In this analysis, publications authored by U.S. Geological Survey (USGS) researchers were evaluated to determine the presence of data citations. The USGS is a research agency that provides science about natural hazards, natural resources, ecosystems and environmental health, and the effects of climate and land-use change (). USGS research is disseminated through various types of publications, including USGS-authored journal articles through external publishers and series reports published by the USGS (). An agreement between USGS and xDD has enabled xDD to index USGS series reports (). Publink and xDD are ideal tools for examining data mentioned within the full text of USGS series reports as well as USGS-authored publications indexed in xDD. Additionally, USGS researchers, through an instructional memorandum, were encouraged to publicly release data associated with their scholarly publications as of 2015 (). This instructional memorandum became policy and went into full effect in 2016 (). USGS policy requires that these data be assigned a DOI, be accompanied by a citation, and be referenced from the associated publication (). When USGS researchers acquire a DOI for their data through the USGS DOI Tool, they are asked to provide the DOI for the associated publication. The data DOI structural metadata offers access to a corpus of publications that should include data citations in some form (i.e., within the structural metadata or the full text). Considering these factors, the USGS presents a unique case study to evaluate the current state of data citations within a subset of the scientific research community. Our analysis shows how combined data citation tracking methods can be used to evaluate the extent to which researchers, publishers, and repositories have adhered to the ideal data citation workflow. This evaluation can help identify areas for improvement in data discoverability and accessibility.

Methods

Metrics on data citations in publications produced by USGS authors were collected and analyzed using the USGS data DOI database (USGS DOI Tool), xDD, and the Crossref Application Programming Interface (API) in Jupyter Notebooks. These data were used to create a baseline analysis of how often researchers have cited the associated data in publications. Publications released from 2016 through 2022 were included in the collection. Publications released prior to 2016 were not included in the collection on account of the USGS instructional memorandum () that became policy and went into full effect in 2016. Using the USGS DOI Tool API, we created an initial dataset by extracting data DOIs whose metadata included a related primary publication DOI. Additional related primary publication DOIs were identified through quality checks that captured incorrectly formatted DOIs (e.g., related primary publication DOIs not being stored in the DOI URL format) or placeholder DOIs (e.g., https://doi.org/10.xxxxxxx.xxxxxx) (). In total, there were 2,772 publications included in the analysis dataset. Links from a data DOI to a related primary publication are manually supplied by data authors in the USGS DOI Tool and are not required. Additionally, not all USGS publications use newly generated data to support their conclusions, which means that their authors are not minting USGS DOIs for data referenced in the publication. Therefore, the related primary publications included in the analysis dataset represent only a subset (around 16%) of all USGS publications (17,841) between 2016 and 2022.

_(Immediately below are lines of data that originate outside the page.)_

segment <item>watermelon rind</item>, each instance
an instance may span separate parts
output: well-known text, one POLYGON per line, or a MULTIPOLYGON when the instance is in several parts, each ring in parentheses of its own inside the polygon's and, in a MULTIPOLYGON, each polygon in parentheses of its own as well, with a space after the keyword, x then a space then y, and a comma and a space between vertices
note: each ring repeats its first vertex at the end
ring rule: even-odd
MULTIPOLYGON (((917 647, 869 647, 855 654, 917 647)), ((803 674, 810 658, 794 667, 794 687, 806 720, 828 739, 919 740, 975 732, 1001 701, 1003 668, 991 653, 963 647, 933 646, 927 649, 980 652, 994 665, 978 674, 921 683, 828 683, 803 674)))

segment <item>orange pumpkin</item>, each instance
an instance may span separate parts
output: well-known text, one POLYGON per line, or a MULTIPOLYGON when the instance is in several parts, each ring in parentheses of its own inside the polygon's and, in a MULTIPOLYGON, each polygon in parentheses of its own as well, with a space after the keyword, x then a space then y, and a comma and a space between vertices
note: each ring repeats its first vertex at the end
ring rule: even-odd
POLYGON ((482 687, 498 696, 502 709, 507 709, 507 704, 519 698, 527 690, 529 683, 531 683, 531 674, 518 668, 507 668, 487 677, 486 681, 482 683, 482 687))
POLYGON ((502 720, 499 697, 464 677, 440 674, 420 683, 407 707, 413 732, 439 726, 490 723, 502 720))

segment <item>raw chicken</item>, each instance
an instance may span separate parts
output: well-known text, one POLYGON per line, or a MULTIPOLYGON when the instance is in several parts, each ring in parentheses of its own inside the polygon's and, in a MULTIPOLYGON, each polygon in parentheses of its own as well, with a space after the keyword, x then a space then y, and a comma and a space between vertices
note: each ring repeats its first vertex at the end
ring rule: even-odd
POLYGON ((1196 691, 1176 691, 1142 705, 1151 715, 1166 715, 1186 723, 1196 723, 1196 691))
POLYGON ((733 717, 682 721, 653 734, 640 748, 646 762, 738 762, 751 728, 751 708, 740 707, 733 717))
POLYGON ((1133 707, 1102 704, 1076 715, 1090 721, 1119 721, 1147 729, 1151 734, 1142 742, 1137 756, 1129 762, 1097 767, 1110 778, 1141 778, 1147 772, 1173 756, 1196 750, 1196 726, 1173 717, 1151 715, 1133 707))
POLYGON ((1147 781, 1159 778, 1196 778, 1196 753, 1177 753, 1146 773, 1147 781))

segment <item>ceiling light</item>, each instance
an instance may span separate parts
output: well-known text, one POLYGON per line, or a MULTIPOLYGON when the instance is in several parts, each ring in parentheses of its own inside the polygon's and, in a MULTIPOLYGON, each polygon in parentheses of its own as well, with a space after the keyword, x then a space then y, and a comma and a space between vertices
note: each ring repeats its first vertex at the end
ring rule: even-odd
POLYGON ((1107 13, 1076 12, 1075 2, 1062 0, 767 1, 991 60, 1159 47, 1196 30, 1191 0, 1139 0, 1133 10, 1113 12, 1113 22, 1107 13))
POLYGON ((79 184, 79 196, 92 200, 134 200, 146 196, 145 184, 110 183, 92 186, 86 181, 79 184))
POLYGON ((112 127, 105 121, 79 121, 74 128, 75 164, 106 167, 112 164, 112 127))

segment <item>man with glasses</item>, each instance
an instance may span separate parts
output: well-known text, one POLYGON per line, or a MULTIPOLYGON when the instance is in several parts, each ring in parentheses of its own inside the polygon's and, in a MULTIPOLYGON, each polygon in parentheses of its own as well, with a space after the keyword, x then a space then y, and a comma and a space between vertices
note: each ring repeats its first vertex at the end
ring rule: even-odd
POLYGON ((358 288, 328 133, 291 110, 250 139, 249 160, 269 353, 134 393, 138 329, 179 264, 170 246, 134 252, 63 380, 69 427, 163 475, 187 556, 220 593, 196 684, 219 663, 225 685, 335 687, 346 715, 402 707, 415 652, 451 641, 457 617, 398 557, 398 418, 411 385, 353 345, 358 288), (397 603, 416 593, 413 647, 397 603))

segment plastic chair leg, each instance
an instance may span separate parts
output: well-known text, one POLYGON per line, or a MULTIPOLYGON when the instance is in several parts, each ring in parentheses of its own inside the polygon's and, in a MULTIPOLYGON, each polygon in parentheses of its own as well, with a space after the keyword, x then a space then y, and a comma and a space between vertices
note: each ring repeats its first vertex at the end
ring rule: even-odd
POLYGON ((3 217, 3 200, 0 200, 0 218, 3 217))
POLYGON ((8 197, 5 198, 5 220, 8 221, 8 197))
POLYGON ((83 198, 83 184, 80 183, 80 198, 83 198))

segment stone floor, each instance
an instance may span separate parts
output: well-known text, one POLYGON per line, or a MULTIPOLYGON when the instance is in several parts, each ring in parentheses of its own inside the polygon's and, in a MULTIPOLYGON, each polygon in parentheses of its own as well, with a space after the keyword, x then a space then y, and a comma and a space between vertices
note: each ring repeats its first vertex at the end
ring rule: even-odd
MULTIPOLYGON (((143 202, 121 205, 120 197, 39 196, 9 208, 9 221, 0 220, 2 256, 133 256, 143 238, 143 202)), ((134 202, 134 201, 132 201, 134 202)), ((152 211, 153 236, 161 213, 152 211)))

First, we checked if a formal data citation was present in the publication’s Crossref structural metadata. We obtained the article title, publication year, and publisher, using the habanero Python library (), based on the primary publication DOI. We also documented whether the Crossref structural metadata contained references. If references were included, the ‘reference-count’ value in the Crossref structural metadata was greater than zero and the publication was recorded as having references (Figure 1). For cases where the ‘reference count’ value was greater than zero, the publication was recorded as citing the data DOI if the associated data DOI was included in the ‘doi’ element of a reference in the Crossref structural metadata (Figure 2) (). Only publications with references in the Crossref structural metadata could be definitively recorded as citing the data DOI. For example, a publication could have a human-readable references section that included a data citation with a data DOI; however, for the purposes of this study, if the data DOI was not included in the ‘doi’ element of a reference in the Crossref structural metadata, then the data DOI would not be found using this method and would not count as a cited data DOI.

Figure 1 

Crossref API call (https://api.Crossref.org/works/10.1007/s00244-020-00745-8) indicating Crossref structural metadata contains references.

Figure 2 

Crossref API call (https://api.Crossref.org/works/10.1007/s00244-020-00745-8) indicating the data DOI is listed in the ‘doi’ element in the reference of the Crossref structural metadata.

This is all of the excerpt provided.